One of the two best films in Volume Two is DIXIANA, a 1930 musical romance set in old New Orleans. The real stars are the fetching Bebe Daniels, and the final reels of the film in early sparkling Technicolor. The Bebe Daniels romance tends to drag, but the appearance of co-stars Wheeler and Woolsey certainly livens up this film. It would be another year until RKO Pictures decided to give them starring roles.

The other quality comedy film in this collection is 1934’s COCKEYED CAVALIERS. Set in 18th century England, the boys star as two lunatics wandering the countryside. Wheeler is a kleptomaniac who is always trying to vanish with carts and horses. They are mistaken as The King’s Physician. Starring with them is the always fetching Thelma Todd. The film was made after the strict censorship rules of the Production Code came in. Wheeler and Woolsey always relied on the slight shock value of nudity and sometimes gay humor, but in COCKEYED CAVALIERS they make the shackles of censorship work, resulting in classic comedy.

That is not the case with their 1936 comic western, SILLY BILLIES, which is in this set.
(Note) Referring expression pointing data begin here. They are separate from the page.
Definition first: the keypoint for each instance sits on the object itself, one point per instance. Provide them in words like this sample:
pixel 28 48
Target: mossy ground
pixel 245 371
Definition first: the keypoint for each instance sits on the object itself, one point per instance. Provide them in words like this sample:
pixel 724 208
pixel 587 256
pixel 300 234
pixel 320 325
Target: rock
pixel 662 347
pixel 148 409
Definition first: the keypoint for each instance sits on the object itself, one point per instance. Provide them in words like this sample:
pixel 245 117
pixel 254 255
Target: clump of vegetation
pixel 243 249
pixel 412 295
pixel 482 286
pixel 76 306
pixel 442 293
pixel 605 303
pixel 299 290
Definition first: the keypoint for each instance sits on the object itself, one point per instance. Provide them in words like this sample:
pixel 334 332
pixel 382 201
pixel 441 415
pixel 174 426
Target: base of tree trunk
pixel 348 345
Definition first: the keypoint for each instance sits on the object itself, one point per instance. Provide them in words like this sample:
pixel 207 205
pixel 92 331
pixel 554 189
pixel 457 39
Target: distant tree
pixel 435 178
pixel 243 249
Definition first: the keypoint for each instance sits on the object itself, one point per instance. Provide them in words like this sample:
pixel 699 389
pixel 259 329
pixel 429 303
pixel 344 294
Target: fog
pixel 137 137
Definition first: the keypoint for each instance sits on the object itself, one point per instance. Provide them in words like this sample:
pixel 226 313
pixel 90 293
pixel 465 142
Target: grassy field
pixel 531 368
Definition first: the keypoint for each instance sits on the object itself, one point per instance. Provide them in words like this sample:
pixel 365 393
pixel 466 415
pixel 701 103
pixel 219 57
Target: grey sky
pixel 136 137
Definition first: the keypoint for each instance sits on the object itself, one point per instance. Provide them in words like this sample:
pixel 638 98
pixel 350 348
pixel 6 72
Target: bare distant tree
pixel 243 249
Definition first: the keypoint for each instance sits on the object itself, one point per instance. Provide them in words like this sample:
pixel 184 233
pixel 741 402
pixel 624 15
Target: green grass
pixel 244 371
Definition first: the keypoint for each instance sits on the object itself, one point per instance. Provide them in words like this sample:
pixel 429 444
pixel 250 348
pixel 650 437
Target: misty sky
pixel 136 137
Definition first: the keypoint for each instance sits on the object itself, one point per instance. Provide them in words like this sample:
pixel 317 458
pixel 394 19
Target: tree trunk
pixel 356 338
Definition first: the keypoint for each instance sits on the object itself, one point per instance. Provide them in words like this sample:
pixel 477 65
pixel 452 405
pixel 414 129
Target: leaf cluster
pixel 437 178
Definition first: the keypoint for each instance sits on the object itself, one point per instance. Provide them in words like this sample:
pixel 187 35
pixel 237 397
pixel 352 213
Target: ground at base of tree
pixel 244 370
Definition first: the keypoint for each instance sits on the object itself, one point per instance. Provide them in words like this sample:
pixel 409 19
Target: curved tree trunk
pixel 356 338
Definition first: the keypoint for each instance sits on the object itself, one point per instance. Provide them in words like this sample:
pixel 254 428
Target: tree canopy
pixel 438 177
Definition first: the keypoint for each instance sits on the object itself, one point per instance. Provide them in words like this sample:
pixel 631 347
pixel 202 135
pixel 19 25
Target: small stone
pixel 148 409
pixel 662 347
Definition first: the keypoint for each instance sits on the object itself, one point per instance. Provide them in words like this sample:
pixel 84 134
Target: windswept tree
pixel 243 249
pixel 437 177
Other films in Volume Two include TOO MANY COOKS (1931), which is a solo film for Bert Wheeler, and is also rather lean on laughs. Wheeler and young perky Dorothy Lee are troubled newlyweds trying to build a house. Dorothy Lee often worked with Wheeler and Woolsey. Robert Woolsey has a solo film here – the rather entertaining EVERYTHING’S ROSIE (1931). Here Woolsey plays a con artist carnival performer, very much like W.C Fields, but without Fields’ grumbling humor. Like something out of Fields, Woolsey is put in position to adopt an orphaned little girl. The girl grows up to become a lovely teenager (Anita Louise).

Woolsey passed away in 1938, leaving his comedy partner Bert Wheeler to seek out work on his own with little success. For the true Wheeler and Woolsey fan, Volume Two is a must have. If you haven’t discovered these silly boys, start with the surreal, naughty gem DIPLOMANIACS.